Insgesamt sehen wir in der „Arche Weinberg“ eine „soziale Plastik“ im Sinne von Joseph Beuys – hier gibt es viele reizvolle Baustellen, die wir in strukturierter Form als „vorbereitete Umgebung“ (Maria Montessori) anbieten, und die Kinder und Jugendlichen dürfen sich frei entscheiden, wo und womit sie sich betätigen möchten. Lehrpläne werden in diesem lebendigen Prozess wie von selbst realisiert – das ist eine Frage der Kreativität aller Beteiligten.

In unseren Basisseminaren „Erdbotschafter sein“ entwickeln wir gemeinsam mit den Kindern und Jugendlichen ein Grundverständnis nachhaltiger Lebenskultur. Wir lernen, Nährboden zu bilden und diesen biologisch-dynamisch zu bepflanzen. „Cultura“ bedeutet ursprünglich „das Hegen und Pflegen der Erde“. Und Humusbildung und Humanismus haben eine gemeinsame sprachliche Wurzel.
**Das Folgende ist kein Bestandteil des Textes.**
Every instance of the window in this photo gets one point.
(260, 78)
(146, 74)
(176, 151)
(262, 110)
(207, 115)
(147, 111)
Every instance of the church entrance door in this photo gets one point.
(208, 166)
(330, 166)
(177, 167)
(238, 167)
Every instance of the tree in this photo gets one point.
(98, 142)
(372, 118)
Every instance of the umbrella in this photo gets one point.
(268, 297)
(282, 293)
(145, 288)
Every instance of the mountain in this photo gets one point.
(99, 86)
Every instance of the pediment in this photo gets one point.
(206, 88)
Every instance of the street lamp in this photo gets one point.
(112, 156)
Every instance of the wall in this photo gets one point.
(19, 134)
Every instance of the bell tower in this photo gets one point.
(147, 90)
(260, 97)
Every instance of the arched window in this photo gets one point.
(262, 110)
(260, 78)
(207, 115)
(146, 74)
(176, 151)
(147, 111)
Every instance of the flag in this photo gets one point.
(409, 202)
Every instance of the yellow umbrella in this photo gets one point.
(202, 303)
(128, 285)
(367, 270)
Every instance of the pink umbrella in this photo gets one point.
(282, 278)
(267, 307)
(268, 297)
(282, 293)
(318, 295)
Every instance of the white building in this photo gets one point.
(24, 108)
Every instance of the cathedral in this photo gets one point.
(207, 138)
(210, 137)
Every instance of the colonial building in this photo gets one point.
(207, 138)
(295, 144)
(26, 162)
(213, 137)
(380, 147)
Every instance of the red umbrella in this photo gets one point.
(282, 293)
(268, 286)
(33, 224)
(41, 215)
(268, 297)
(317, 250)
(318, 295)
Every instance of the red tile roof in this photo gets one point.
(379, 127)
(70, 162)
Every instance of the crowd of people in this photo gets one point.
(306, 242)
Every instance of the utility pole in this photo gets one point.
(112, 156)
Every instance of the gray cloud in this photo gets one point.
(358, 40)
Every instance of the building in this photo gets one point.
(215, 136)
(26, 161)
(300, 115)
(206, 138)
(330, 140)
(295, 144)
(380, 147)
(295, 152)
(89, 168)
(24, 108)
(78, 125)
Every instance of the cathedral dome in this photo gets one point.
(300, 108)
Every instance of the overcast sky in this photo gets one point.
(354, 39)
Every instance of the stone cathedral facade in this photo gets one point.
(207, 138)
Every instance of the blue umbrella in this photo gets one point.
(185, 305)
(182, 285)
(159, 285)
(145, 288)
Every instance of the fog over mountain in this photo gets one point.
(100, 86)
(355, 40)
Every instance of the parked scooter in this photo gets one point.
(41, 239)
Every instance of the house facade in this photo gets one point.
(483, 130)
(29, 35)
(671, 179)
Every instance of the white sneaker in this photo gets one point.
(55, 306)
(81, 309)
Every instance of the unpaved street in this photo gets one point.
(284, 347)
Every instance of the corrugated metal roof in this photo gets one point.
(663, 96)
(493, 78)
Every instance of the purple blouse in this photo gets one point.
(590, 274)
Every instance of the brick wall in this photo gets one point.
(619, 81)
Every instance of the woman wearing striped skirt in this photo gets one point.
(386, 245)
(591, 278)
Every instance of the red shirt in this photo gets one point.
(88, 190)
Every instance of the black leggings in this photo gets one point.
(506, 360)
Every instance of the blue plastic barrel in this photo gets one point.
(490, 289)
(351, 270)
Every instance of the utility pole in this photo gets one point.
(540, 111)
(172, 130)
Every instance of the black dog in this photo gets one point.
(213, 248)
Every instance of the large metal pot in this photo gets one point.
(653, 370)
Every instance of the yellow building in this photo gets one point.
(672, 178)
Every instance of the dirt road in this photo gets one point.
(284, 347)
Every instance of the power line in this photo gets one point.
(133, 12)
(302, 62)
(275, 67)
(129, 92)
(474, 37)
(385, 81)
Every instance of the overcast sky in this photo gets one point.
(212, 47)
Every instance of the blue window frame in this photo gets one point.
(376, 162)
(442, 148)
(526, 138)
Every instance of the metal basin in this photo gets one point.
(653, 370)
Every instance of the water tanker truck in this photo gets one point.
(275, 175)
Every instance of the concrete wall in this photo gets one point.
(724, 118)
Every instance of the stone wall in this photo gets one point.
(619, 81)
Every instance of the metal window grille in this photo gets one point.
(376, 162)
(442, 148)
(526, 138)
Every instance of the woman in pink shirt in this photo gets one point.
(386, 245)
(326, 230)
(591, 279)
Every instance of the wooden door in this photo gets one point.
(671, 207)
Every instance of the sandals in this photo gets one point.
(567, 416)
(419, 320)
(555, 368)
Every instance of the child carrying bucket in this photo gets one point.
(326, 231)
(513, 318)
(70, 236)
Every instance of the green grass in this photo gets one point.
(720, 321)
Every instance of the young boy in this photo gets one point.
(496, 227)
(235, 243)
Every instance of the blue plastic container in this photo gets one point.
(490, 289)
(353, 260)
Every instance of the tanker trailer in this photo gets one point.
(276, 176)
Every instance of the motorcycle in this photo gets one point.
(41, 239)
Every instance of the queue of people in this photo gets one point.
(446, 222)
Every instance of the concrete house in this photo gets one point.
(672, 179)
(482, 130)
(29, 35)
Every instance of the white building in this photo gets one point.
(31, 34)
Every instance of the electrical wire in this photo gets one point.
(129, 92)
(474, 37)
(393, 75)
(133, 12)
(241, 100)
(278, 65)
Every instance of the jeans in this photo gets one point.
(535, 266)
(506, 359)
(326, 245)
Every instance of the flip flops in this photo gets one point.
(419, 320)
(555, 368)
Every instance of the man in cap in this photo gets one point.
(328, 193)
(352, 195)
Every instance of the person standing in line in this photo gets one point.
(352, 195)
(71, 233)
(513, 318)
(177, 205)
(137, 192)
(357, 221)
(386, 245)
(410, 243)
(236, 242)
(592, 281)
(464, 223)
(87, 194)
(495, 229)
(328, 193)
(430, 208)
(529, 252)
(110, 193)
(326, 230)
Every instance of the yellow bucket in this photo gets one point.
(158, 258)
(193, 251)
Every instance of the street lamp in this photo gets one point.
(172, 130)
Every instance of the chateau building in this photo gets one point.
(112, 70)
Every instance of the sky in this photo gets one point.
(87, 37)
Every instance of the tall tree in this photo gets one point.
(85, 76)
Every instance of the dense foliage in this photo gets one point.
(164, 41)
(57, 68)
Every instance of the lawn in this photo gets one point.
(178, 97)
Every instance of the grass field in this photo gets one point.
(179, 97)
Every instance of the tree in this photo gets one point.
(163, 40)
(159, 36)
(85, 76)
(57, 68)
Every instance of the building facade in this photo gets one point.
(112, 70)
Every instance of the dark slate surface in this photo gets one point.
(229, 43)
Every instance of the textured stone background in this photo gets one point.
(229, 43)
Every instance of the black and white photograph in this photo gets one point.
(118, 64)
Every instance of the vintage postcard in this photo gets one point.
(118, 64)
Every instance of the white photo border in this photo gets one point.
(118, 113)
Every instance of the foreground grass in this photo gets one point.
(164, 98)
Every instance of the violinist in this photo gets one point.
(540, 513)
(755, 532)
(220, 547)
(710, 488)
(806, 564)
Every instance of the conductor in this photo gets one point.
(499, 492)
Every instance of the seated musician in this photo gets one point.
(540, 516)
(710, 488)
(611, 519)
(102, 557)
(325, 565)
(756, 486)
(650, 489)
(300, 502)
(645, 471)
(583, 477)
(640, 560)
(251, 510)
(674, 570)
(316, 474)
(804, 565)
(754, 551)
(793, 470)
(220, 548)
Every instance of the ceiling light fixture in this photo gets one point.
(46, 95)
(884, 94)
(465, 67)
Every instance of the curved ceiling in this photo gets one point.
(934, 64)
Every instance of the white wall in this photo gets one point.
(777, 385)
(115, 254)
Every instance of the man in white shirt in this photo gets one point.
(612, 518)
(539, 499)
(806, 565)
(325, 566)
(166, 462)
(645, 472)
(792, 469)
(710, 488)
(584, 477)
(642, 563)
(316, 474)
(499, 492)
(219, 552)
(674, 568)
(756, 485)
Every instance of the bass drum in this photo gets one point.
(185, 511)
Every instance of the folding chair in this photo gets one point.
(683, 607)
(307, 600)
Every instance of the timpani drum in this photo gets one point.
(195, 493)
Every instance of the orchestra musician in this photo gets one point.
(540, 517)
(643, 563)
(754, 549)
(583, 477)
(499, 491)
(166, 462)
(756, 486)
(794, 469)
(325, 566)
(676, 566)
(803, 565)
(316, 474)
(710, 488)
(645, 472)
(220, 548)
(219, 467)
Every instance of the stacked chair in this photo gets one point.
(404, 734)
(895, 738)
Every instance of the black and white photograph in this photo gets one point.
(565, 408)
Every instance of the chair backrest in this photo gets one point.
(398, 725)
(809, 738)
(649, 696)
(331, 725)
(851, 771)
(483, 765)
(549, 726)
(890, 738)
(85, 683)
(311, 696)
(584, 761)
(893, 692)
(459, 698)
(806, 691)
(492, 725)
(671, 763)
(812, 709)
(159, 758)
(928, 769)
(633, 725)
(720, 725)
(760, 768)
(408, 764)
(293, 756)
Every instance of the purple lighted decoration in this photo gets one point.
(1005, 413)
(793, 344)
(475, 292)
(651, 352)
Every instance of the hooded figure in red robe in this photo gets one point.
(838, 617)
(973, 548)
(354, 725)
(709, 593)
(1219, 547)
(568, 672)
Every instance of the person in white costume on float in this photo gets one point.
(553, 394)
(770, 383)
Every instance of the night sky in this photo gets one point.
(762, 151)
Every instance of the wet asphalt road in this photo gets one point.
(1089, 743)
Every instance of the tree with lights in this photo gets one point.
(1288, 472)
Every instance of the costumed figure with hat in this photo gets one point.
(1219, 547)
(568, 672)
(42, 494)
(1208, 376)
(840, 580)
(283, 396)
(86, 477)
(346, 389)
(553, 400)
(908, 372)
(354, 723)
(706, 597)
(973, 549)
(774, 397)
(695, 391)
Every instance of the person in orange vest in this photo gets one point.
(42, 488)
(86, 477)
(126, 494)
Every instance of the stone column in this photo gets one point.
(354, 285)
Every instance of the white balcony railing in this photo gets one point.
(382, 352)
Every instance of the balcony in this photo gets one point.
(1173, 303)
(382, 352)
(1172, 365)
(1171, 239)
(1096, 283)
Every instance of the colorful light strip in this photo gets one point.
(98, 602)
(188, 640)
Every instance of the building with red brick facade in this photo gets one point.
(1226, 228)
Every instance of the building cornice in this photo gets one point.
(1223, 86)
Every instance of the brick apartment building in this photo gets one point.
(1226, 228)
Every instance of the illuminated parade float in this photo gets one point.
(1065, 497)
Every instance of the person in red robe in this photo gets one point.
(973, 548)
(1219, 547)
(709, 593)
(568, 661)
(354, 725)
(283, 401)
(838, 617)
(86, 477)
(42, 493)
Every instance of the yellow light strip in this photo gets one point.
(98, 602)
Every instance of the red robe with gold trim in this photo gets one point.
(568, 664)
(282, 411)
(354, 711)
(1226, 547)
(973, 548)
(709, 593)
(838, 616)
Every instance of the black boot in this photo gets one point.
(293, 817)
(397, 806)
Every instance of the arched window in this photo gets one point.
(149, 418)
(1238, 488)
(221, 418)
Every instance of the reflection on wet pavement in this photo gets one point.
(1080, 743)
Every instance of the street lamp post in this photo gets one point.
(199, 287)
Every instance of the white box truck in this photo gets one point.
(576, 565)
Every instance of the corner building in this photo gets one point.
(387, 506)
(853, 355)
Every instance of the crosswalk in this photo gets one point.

Ein humanistisch gebildeter Mensch – und das ist heutzutage leider in weite Ferne gerückt – ist essentiell mit der Erde verbunden. Es geht um Wiederverwurzelung im regionalen Umfeld – und das ist neben der gärtnerischen Betätigung ein zutiefst geistiger und reinigender Prozess.

GN-Weinberg-9.15Auf dem Gelände des Gräbendorfer Weinbergs wird neben vielen anderen Attraktionen ein Gartenkunstwerk in Form eines überdimensionalen Oktogons mit 100 Metern Durchmesser entstehen. Welche Bedeutung hat dieser besondere Lernort?

Das Oktogon (Achteck) als Symbol reicht bis tief in die sumerische Kultur vor 7000 Jahren zurück und beschreibt den Weg der Bewusstwerdung der Menschen in Raum und Zeit. Es zeigt räumlich die acht Himmelsrichtungen und zeitlich die acht Jahresfeste, wie sie uns hierzulande auch im keltischen Kalender überliefert sind. Das Gartenoktogon ist urspirituell, eine Art universales Naturgebilde. Es hat einen zutiefst verbindenden Charakter, da es in allen Kulturen der Welt erscheint, lange bevor Religionen und Staaten zur Trennung der Welt führten, so, wie wir das heute täglich erleben müssen.

Worin siehst du den politischen Auftrag dieses außerschulischen Lernortes?

Die Arche Weinberg ist von deren Stiftern als eine naturnahe Bildungsstätte für Jung und Alt vorgesehen. Es geht darum, den einleitend beschriebenen Schulalltag schrittweise zu transformieren. Und wir möchten die Arche als einen universalen Raum vorstellen, wo Menschen aus allen Kulturen der Welt herzlich willkommen sind – ganz im Sinne der Erdcharta aus dem Jahr 2000, die als weltweites Leitbild für nachhaltige Entwicklung formuliert wurde. Und ihre vier Leitlinien sind: Achtung vor dem Leben, ökologische Ganzheit, soziale Gerechtigkeit und Demokratie und Frieden. Das ist der universale Auftrag, mit dem unsere Arche Weinberg nun ihre Fahrt aufnimmt – und wir freuen uns über viele begeisterte Passagiere und Besatzungsmitglieder.